[XESAM] Ontology sketch. Feedback needed. This time with attachment.

Thu May 31 04:50:02 PDT 2007

On Thursday 31 May 2007 12:50:24 Antoni Mylka wrote:
> Hello phreedom,
>
> For those of you who don't know me I'm currently working on a desktop
> ontology for the Nepomuk project [1] (Nepomuk Information Element
> Ontology). The current draft is available at [2].
>
> Overall. Mikkel Kamstrup has already noticed, that the notation used is
> not typical. The "Classes" are not actualy RDFS classes but "property
> categories". Otherwise the distinction you made between a File and
> Content means that these are two separate entities. Could you elaborate
> a bit more?

This is a result of the limitation that only one resource can be used to 
describe a file. There are 2 major class trees: content and source. They for 
now are subclasses of DataObject, but this may be changed e.g. in favor of 
DC. Each file gets assigned one content and one source class. There are no 
conflicting deviations from RDFS, just a subset. It might be more appropriate 
to rename Source branch to SourcedFromXXX, but I don't think it's appropriate 
here and/or will be accepted.

Current limitations:
1) One resource per file or its equivalent like message attachment or archive 
content.
2) no multi-inheritance for classes/properties
3) RDF object is always literal. Can't directly reference resources.(has 
workarounds).

> Evgeny Egorochkin pisze:
> > Hi all,
> >
> > I'd like you to take a look at the ontology sketch
> > http://www.freedesktop.org/wiki/PhreedomDraft?action=AttachFile&do=view&t
> >arget=viz.png
> >
> > It's not complete. Some fields/classes are dropped intentionally.
> > I'd like to hear some feedback first.
> >
> > Points of interest:
> > *** Sources
> > 	*Source hierarchy
> > 	*Which properties belong to content and which to source?

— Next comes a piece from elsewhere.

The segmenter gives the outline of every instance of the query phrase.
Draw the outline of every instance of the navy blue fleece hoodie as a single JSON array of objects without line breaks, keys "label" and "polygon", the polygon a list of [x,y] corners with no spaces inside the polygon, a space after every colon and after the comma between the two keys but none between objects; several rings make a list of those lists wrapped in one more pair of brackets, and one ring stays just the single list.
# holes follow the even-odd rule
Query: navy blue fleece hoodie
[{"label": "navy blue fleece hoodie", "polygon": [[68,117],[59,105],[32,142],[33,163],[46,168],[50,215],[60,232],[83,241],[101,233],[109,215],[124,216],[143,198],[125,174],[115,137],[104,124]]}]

> Your understanding of a source seems different from mine. In Nepomuk a
> source is something, where data appears, is modified and disappears.
> Sources are monitored for data. DataObjects are extracted from sources.
> Each data source is associated with a listener, that responds to
> following events: new DataObject appeared, a DataObject has been
> modified, a DataObject has been deleted. That's why a Filesystem is a
> source, because files appear and disappear from it. A mailbox is a
> source because emails may appear or disappear from it. Likewise with an
> Addressbook and Contacts, or Calendar and Events. These distinctions are
> arbitrary and depend on the intended usage (e.g. and addressbook file
> may just as well be treated as an ordinary file in a filesystem).
>
> You seem to treat "source" as a physical representation of the content.
> I think it's very different. Setting the Content as the central concept
> in this ontology raises the level of abstraction considerably. In
> Nepomuk I tried to remain on the lower level. The content is an
> attribute of a file, not that a file is only a representation of the
> Content. It's possible that the design decisions made by the founding
> fathers of the Aperture project [3] (also exemplified in products like
> AutoFocus [4] and Aduna Metadata server [5]) have influenced this
> design, but that's a conscious decision. Staying on the lower level may
> limit the expressivity (e.g. it's more difficult if not impossible to
> express things like the content of an image hidden inside an archive
> compressed with tar, encrypted with pgp, attached to an email stored on
> an IMAP server) but it makes the task of writing extraction utilities
> easier. The extracted knowledge has proven to be useful (in [4],[5] and
> [6]) despite the limitations.

The file content is a sequence of bytes in a standard/well-known format. This 
is what content branch describes. All information in the Source comes from 
file storage/access mechanisms.

A file can be a source and content at once. e.g. We analyze zip archive. It 
gets assigned various content properties. Next its contents get analyzed and 
their source is the archive. The benefit of this approach is an ability to 
assign source-specific properties(like compressed size for archives). Also 
this decoupling serves well remote mailboxes and other stuff.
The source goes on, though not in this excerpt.